We often think of Trauma as these big disturbing life events, such as violence, abuse, loss, and so forth. However, more than often traumas are these many little moments in life that can have a traumatizing effect on us, without us necessarily consciously noticing this. Especially in our early years, when we are completely dependent and vulnerable to our caregivers, moments of neglect, of not being seen or heard, or of being misunderstood, can have a deep impact on how we perceive ourselves and others. Those little traumas can accumulate in life and cause all sorts of issues and symptoms later on like anxiety, self-esteem issues, phobias, eating disorders, depression, and addictions.

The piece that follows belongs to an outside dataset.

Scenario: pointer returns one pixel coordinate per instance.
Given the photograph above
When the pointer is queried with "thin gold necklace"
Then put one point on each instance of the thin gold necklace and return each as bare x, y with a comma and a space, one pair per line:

What is an EMDR session like?

 

EMDR utilizes the natural healing ability of your body. After a thorough assessment, you will be asked specific questions about a particular disturbing memory. Eye movements, similar to those during REM sleep, will be recreated simply by asking you to watch the therapist's finger moving backwards and forwards across your visual field. The eye movements will last for a short while and then stop. You will then be asked to report back on the experiences you have had during each of these sets of eye movements. Experiences during a session may include changes in thoughts, images and feelings. With repeated sets of eye movements, the memory tends to change in such a way that it loses its painful intensity and simply becomes a neutral memory of an event in the past. Other associated memories may also heal at the same time. This linking of related memories can lead to a dramatic and rapid improvement in many aspects of your life.

How does EMDR work?

What can EMDR be used for?

 

In addition to its use for the treatment of Post-traumatic Stress Disorder, EMDR has been successfully used to treat:

Anxiety and Panic attacks

Depression

Eating disorders

Addiction

Stress

Phobias

Sleep problems

Complicated grief

Pain relief

 Self-esteem and performance anxiety

 

 

Is EMDR effective?

 

EMDR is an innovative clinical treatment that has successfully helped over a million individuals. The validity and reliability of EMDR has been established by rigorous research. There are now nineteen controlled studies into EMDR making it the most thoroughly researched method used in the treatment of trauma, (Details on www.emdr-europe.org and www.emdr.org) and is recommended by the National Institute for Health and Clinical Excellence (NICE) as an effective treatment for PTSD. Given the worldwide recognition as an effective treatment of trauma, you can easily see how EMDR therapy would be effective in treating the “everyday” memories that are the reason people have low self-esteem, feelings of powerlessness, and all the myriad problems that bring them in for therapy.